American Gods Book Jacket Redesign
To redesign a book jacket in order to increase both new and old readership. The design should be both distinct and cerebral, stimulating people’s curiosity and pushing them to think deeper about the cover art.
About the Book
Released from prison, Shadow finds his world turned upside down. His wife has been killed; a mysterious stranger offers him a job. But this Mr. Wednesday, who knows more about Shadow than is possible, warns that a storm is coming -- a battle for the very soul of America and they are in its direct path. Shadow and Wednesday's journey across the country recruiting myths and legends to join their cause is intercut with stories of American immigrants throughout time and the gods they brought with them across the oceans. Neil Gaiman asks you to consider how the stories we tell take on lives of their own and in turn tell us who we are.

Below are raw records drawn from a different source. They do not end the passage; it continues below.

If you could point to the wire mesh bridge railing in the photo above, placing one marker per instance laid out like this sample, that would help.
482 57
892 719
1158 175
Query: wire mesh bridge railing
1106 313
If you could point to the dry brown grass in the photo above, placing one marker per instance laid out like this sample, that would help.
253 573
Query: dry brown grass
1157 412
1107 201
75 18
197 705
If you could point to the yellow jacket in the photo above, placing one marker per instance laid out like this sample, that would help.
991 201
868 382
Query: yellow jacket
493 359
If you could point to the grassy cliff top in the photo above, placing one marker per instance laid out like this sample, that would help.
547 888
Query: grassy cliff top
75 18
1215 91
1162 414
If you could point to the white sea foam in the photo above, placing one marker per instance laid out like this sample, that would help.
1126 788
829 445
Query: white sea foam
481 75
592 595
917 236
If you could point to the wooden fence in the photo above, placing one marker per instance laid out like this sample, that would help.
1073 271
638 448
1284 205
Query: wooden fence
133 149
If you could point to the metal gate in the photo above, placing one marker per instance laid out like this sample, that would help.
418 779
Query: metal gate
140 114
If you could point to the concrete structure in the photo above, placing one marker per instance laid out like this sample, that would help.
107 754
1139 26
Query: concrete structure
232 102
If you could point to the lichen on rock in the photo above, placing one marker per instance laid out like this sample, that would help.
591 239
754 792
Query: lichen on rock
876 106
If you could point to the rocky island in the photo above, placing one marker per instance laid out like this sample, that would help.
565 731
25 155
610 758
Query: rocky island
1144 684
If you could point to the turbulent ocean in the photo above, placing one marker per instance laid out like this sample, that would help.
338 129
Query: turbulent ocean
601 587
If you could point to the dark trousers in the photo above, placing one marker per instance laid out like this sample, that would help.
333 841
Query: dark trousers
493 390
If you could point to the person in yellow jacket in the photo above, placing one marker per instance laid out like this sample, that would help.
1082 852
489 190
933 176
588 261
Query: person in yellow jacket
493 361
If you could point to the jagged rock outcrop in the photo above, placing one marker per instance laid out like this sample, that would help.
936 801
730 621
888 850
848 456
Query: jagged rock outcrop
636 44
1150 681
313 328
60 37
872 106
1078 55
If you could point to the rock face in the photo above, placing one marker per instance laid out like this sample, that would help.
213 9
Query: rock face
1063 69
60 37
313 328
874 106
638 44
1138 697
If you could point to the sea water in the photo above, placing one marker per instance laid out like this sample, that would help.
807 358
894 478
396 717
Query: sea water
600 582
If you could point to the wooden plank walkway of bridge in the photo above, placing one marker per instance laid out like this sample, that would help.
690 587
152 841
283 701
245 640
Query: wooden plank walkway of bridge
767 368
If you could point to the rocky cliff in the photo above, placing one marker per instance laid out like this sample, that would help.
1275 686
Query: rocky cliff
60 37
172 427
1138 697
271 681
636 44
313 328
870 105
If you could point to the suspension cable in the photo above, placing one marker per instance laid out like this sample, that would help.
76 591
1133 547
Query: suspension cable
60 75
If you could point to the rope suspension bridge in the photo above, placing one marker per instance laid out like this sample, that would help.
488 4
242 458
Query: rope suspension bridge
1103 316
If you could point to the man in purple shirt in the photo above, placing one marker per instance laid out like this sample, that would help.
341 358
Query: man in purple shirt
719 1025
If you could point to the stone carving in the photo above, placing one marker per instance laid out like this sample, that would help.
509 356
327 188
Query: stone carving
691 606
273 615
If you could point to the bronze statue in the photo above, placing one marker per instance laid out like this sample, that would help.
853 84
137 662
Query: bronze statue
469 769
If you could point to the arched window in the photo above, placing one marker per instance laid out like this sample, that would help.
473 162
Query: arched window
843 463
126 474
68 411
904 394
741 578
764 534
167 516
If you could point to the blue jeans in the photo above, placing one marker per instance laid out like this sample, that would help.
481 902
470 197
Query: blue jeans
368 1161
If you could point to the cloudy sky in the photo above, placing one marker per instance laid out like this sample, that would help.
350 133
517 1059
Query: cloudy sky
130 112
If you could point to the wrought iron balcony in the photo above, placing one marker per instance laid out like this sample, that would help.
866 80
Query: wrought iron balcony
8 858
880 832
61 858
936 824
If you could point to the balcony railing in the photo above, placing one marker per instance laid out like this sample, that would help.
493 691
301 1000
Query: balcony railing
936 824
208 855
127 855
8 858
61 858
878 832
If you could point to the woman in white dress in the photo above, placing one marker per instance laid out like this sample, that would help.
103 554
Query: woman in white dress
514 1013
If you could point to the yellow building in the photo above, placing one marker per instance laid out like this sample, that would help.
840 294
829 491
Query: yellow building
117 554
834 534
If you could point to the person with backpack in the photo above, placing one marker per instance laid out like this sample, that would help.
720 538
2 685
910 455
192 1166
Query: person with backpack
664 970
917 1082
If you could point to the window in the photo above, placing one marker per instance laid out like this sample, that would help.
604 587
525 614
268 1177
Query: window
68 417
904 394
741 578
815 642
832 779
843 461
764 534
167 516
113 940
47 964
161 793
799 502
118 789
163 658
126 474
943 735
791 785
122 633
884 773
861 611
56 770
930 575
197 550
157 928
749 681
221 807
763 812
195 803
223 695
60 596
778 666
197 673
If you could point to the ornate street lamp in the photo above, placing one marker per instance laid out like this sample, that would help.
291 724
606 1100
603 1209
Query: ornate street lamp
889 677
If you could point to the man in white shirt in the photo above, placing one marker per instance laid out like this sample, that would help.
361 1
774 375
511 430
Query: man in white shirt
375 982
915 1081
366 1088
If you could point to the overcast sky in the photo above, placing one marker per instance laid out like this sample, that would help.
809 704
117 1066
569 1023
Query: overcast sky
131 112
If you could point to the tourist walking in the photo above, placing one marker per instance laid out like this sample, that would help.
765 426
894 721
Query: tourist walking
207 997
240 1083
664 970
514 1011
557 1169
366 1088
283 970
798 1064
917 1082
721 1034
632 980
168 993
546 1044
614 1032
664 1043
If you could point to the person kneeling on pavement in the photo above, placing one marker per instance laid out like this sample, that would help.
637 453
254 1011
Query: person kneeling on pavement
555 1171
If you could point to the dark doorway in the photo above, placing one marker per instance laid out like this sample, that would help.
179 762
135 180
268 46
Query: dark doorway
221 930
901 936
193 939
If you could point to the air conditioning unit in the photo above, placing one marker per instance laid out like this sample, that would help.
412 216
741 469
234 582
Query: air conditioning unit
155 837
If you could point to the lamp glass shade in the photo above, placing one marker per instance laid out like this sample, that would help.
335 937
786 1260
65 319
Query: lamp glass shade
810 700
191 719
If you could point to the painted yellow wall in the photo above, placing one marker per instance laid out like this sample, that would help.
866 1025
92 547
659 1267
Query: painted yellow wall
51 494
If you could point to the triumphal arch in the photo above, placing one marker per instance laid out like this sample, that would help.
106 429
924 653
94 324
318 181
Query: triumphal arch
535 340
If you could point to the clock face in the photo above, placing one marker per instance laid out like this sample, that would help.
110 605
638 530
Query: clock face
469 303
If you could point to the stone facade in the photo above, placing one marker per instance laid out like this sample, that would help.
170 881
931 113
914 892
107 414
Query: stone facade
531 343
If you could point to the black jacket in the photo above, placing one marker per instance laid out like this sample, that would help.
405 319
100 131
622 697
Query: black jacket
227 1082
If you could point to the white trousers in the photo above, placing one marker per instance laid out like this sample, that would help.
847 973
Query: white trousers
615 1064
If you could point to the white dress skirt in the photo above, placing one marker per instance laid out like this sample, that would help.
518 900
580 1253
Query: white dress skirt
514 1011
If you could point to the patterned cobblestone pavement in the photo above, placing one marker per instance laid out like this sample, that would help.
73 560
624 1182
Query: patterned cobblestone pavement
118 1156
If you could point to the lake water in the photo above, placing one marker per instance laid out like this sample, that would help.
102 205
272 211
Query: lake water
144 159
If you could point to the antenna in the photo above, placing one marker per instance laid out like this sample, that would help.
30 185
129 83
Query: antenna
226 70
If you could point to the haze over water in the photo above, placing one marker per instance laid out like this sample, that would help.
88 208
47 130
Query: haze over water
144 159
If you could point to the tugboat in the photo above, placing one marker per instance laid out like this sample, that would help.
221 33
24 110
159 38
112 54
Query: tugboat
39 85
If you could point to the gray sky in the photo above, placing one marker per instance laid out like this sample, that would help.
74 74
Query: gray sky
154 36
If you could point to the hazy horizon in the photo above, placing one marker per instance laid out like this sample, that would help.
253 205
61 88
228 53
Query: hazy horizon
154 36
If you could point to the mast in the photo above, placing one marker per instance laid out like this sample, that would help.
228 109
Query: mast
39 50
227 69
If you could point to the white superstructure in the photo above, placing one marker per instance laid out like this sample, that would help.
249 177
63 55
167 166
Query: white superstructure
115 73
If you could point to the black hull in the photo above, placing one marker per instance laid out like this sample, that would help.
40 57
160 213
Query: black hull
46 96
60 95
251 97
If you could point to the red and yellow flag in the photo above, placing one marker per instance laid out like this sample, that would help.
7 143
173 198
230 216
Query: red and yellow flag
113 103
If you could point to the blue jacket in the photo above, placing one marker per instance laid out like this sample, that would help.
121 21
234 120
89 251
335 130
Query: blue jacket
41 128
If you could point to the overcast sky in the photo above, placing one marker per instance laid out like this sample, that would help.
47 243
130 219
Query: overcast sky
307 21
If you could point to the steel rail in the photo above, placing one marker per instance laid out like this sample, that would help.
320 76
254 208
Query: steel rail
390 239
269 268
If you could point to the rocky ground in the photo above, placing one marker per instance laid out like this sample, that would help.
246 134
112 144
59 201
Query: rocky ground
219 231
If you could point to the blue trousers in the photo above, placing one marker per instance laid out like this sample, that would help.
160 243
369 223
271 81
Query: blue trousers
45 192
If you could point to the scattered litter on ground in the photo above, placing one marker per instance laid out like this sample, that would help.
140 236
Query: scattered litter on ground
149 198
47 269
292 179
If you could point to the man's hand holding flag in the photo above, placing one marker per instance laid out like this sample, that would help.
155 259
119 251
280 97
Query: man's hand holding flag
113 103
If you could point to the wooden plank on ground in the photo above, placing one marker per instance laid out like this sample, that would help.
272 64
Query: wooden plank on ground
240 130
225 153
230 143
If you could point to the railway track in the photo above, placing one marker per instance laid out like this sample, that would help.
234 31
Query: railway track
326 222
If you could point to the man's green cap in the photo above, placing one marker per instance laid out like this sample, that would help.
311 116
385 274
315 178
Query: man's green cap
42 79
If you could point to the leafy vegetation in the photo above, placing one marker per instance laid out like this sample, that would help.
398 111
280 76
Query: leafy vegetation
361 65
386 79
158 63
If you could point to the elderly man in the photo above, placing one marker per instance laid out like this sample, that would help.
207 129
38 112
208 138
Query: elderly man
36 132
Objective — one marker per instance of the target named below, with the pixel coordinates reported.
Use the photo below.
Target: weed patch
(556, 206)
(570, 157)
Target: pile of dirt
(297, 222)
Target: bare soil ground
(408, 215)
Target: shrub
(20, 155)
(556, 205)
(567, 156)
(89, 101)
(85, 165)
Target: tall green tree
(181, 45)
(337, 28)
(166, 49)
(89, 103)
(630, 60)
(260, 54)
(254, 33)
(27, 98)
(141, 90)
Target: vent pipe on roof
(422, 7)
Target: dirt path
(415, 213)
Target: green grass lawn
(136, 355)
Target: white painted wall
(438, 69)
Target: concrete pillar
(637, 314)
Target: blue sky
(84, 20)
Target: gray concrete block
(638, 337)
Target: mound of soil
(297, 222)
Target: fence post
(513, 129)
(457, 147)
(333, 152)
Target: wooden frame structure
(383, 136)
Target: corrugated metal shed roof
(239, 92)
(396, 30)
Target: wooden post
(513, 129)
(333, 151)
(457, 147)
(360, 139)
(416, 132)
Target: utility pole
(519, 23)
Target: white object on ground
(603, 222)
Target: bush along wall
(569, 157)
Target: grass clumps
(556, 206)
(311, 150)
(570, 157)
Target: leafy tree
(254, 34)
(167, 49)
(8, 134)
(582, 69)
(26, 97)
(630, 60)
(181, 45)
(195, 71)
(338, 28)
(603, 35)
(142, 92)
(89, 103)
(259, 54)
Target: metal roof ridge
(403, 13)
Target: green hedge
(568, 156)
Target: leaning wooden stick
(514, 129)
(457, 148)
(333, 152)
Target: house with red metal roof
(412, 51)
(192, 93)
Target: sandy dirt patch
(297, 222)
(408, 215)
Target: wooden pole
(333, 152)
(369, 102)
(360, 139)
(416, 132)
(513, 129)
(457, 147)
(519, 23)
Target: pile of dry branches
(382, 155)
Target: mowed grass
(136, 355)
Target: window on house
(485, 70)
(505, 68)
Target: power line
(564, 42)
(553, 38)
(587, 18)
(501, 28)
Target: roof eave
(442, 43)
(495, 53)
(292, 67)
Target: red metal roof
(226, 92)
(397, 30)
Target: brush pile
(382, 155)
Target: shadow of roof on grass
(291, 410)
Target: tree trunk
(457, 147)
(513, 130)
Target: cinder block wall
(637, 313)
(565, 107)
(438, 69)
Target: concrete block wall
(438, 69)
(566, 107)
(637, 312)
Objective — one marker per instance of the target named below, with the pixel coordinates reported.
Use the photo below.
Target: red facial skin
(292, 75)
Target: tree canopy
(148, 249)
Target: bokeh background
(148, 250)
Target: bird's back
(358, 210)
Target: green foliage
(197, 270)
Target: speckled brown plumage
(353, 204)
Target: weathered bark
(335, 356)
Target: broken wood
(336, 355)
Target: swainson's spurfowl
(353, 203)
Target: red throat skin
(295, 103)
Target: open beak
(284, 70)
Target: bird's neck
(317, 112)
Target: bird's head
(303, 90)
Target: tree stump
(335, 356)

Existing American Gods Book Covers
I identified a few problems with the existing covers. The primary imagery (lighting and the tree of life) references the Norse god Odin, or Mr. Wednesday as he's known in the book. While there is a "storm" building throughout the story, I wanted to represent the work as a whole and not just one character. The typography varies wildly across covers, all conveying different tones.
I started breaking down all the different elements of the story to narrow down the themes and tone I needed to incorporate. I was drawn to haunting photography and pagan art to represent Shadow's grief and the spiritual subjects.
I wanted to create a visual representation of the story-wide conflict between old religion and modern society. I moved forward these these two designs which both depict religious imagery displayed through technology. But ultimately I felt photography was best suited to represent the complexity of the story. The retro style of the TV design, while eye-catching, wasn't in line with the tone of the story. So I decided to try a slightly different approach.
The Final Result
I chose the font Urban Jungle because the eroded texture evokes the way old traditions have faded away, and the cityscape silhouette shows what remains in their place. This typeface captures the spirit of the novel and stands well by itself on other pieces of merchandise. I managed to keep a reference to Odin: the altar on the television is one made to worship him! I also kept the road trip imagery used in many other covers since the majority of the story takes place on the road.
While it was a joy to design for one of my favorite author's works, it began as a struggle to create a comprehensive visual for such a thematically dense book. Building such a complex scene in Photoshop pushed me to get much more comfortable with the program. I'm much more adept and using adjustment layers and masks to ensure all the composite images in a piece appear as one.